O tributarista se diz contra a forma como o imposto foi criado no país desde o primeiro período de vigência. Ele entende que o imposto deveria substituir outros, e não ser uma taxa a mais para onerar o contribuinte e somente aumentar a carga tributária. “Ele é um imposto bom, fortemente arrecadador, barato do ponto de vista operacional, e ao mesmo tempo, tem a vantagem de ser um imposto insonegável. Na nossa cultura, a gente percebe que quem paga imposto, paga demais. Ao passo que uma boa parcela da população, que deveria pagar, não paga nada, sonega, evade, faz planejamento tributário, mantém dinheiro no exterior, enfim, todo tipo de artifício para não pagar imposto”, afirma.
Diferentemente do ICMS, que incide igualmente sobre o consumo, não importando o poder aquisitivo do consumidor, a CPMF “é um imposto justo porque incide sobre todo mundo, é barato, arrecada bem, não gera pendências jurídicas, porque é um imposto automático – essa é uma outra vantagem, se você for olhar o poder Judiciário, metade de todos os processos que tramitam lá é questão tributária”, diz Cintra.
Para Cintra, esse imposto tem vantagens inequívocas, e que seriam expressas no fato de que “todos pagam, mas pagam pouco, ao passo que o nosso sistema tributário é altamente burocratizado, dá margem a muita sonegação, e tendo sonegação, as alíquotas têm de ser altas porque cada vez mais as pessoas sonegam mais e o governo aumenta a alíquota para gerar arrecadação; e a pessoa sonega mais ainda, porque quanto maior a alíquota, maior o estímulo à sonegação, é um círculo vicioso terrível no atual sistema tributário”, critica o professor da FGV.
Segundo Cintra, o imposto poderia ter um caráter permanente, em vez de provisório, se houvesse a preocupação em dar mais qualidade ao sistema tributário no país.

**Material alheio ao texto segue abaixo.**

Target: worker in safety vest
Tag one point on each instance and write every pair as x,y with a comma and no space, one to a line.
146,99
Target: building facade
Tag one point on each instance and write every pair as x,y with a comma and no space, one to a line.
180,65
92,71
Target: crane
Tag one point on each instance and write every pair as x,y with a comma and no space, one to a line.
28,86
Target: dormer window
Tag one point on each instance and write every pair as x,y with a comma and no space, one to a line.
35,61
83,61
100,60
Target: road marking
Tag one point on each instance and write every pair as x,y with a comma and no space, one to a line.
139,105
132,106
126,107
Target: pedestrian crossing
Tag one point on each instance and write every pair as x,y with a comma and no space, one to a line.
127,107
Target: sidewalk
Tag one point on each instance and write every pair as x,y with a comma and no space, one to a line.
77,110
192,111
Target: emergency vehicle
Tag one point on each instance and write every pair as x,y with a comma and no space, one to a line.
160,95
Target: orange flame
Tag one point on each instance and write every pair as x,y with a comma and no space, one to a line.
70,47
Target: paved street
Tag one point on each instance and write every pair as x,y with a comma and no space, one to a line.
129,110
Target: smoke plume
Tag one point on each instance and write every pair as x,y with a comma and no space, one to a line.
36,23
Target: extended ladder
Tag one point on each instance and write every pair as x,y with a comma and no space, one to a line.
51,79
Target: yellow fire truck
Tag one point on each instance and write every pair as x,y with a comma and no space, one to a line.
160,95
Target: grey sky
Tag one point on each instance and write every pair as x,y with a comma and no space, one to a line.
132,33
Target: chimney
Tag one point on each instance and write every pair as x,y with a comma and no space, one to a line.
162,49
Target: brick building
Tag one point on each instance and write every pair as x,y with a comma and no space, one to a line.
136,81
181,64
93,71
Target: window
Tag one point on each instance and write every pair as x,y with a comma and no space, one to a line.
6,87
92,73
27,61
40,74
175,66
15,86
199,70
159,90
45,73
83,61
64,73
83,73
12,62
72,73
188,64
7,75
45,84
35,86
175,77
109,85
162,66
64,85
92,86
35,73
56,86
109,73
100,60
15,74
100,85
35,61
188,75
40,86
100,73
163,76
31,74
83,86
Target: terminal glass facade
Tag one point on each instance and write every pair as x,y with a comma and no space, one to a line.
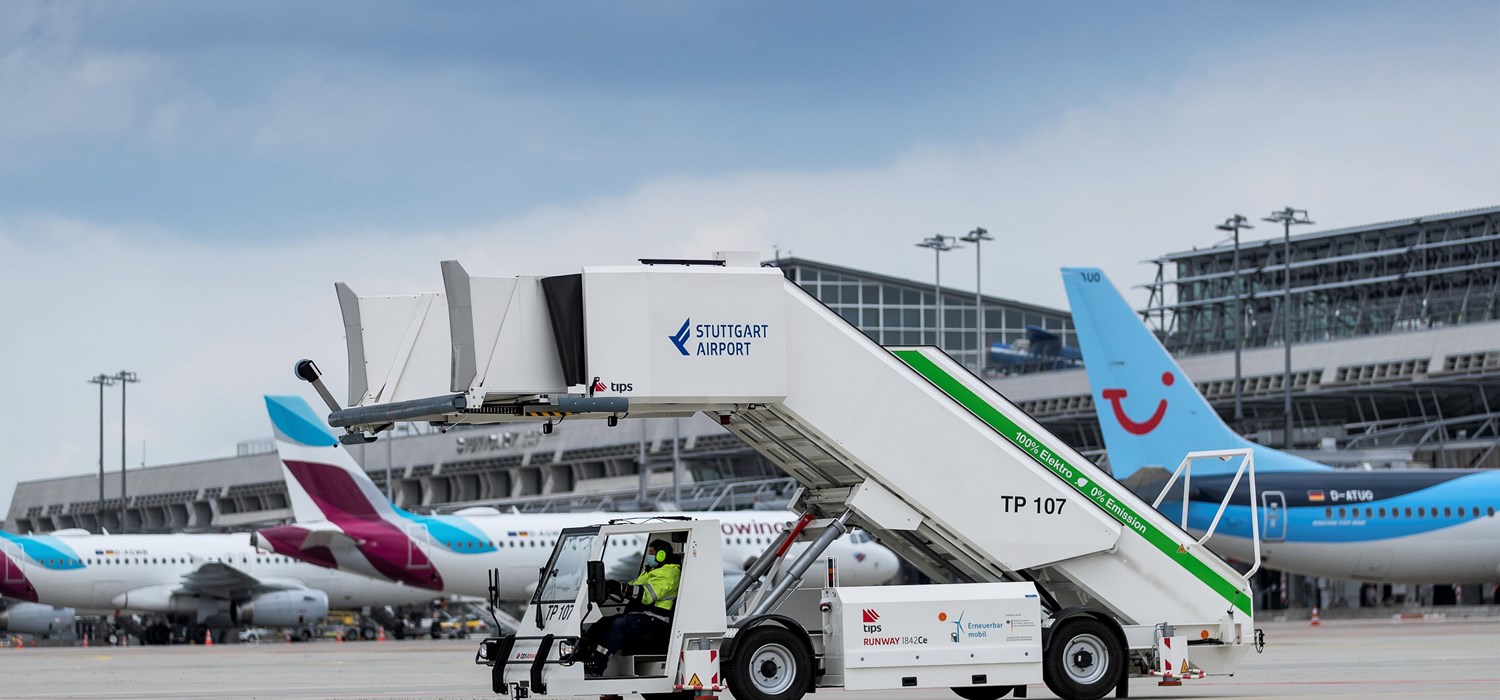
896,311
1385,278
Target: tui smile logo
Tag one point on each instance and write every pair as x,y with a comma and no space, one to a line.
680,338
1131,426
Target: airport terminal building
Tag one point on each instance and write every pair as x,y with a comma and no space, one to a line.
1395,361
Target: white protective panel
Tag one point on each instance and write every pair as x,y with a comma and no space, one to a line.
405,345
513,338
687,335
938,636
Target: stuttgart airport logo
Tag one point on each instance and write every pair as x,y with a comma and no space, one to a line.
1133,426
680,338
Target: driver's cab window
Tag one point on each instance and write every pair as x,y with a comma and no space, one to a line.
567,570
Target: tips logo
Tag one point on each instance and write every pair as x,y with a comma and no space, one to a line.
680,338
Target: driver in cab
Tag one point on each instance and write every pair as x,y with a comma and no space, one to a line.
648,612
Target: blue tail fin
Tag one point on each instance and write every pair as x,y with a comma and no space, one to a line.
1149,411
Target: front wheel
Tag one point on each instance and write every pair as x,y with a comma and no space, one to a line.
1083,660
770,663
983,693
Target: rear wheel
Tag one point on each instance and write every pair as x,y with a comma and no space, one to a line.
983,693
1083,660
770,663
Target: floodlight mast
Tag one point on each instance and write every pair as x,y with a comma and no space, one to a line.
939,245
1287,216
102,381
980,355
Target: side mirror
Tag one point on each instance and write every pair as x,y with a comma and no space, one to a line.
596,582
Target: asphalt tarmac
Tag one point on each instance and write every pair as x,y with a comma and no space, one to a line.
1370,658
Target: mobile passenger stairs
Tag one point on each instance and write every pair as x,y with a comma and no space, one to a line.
902,442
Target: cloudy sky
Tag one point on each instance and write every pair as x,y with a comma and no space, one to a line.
182,183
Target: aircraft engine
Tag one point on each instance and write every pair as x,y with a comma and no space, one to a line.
30,618
282,607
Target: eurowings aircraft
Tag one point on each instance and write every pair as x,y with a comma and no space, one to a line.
1391,525
344,522
1040,350
206,580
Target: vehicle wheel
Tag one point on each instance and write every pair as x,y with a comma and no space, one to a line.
770,664
159,634
1083,660
983,693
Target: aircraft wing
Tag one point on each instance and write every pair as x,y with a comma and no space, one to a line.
222,580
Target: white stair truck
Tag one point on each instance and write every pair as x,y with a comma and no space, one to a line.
980,639
902,442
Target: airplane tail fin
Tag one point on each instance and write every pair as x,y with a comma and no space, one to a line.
1149,411
323,480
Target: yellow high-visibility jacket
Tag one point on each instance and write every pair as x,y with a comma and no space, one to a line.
659,585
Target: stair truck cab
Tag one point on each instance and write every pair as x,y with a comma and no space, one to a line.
900,442
980,639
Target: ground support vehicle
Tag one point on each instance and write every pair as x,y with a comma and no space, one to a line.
902,442
981,639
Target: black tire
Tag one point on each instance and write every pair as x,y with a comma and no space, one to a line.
983,691
770,663
159,634
1083,660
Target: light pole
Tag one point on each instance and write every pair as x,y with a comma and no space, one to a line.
1235,224
978,236
125,378
102,381
939,245
1287,216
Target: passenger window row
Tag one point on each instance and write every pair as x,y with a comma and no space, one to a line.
1419,511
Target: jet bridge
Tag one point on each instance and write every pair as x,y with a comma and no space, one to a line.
902,442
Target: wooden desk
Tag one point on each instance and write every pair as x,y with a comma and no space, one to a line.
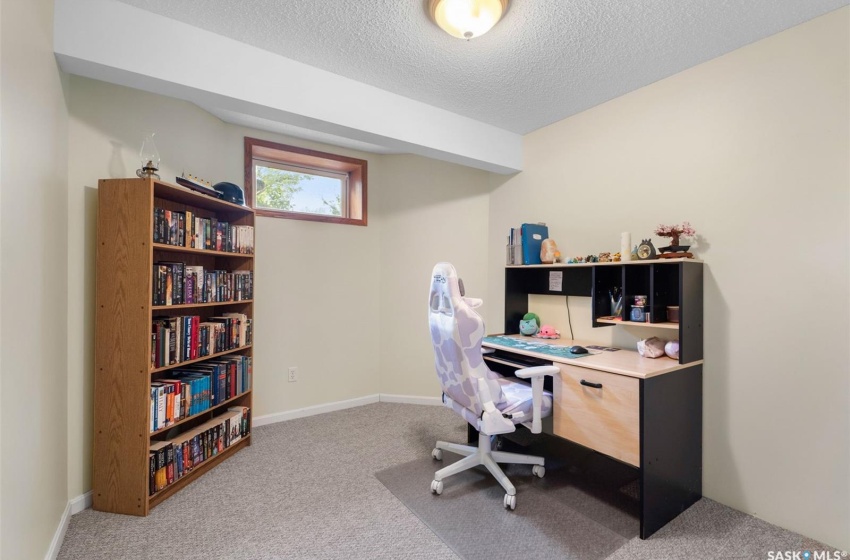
641,411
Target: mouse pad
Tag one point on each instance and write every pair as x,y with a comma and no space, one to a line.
535,346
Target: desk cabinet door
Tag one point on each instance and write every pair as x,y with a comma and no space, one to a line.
606,419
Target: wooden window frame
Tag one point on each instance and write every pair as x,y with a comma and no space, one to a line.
273,152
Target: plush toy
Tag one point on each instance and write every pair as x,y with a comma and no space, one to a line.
651,347
547,331
529,324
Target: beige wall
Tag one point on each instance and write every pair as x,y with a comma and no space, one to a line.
430,212
752,148
33,297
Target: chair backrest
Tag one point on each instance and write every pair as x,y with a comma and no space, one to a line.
456,333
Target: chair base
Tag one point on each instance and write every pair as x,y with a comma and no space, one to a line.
484,455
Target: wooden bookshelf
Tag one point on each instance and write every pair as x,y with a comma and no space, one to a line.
126,253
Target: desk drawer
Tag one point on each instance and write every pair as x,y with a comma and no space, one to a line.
606,419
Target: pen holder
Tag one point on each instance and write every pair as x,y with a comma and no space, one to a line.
617,306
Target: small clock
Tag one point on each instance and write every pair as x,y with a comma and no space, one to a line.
645,250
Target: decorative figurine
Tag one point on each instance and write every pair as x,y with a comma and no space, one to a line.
149,157
672,349
547,331
646,250
549,251
651,347
529,324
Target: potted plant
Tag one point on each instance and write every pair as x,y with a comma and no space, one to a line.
674,232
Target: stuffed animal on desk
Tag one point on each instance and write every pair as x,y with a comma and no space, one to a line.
529,324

Nesse sentido, ele acredita que a CPMF deveria substituir outros impostos. Na semana passada, Cintra participou de audiência pública na Comissão Especial de Reforma Tributária na Câmara dos Deputados. Ele defendeu que é preciso inserir no modelo tributário brasileiro um imposto sobre movimentação financeira, mas sugere a substituição: “O primeiro candidato que eu proporia para começar um processo substitutivo seria a contribuição patronal ao INSS, que hoje é de 20% na folha de pagamento – porque esse é um dos tributos mais perversos do mundo”, afirma. “Se a gente quer estimular emprego e gerar trabalho, não dá para ficar tributando o trabalho e estimular menos contratações.”
Ele lembra que o assalariado brasileiro hoje recebe uma parcela pequena do PIB brasileiro, só 30% ou 35% do PIB, dependendo da conjuntura econômica, enquanto nos Estados Unidos o assalariado recebe 70% do PIB nacional. “Se você quer distribuir renda tem de desonerar o trabalho assalariado.” Segundo Cintra, para substituir a contribuição ao INSS seria necessária uma alíquota de 0,49%.
No limite, segundo o professor, a CPMF teria condição de eliminar todos os tributos, e se isso fosse feito hoje, substituindo impostos municipais, federais e estaduais, a alíquota necessária seria de 2,7% no débito e de 2,7% no crédito bancário. “Ficaria aí uma alíquota em torno de 5,4%, o que elimina imposto de renda de pessoa física e jurídica, IPI, Pis/Cofins, ICMS, IPTU, IPVA, enfim, todos os impostos e gerando a mesma arrecadação que todo esse conjunto de tributos arrecada hoje”, acredita, destacando a operacionalização mais fácil e praticamente sem sonegação.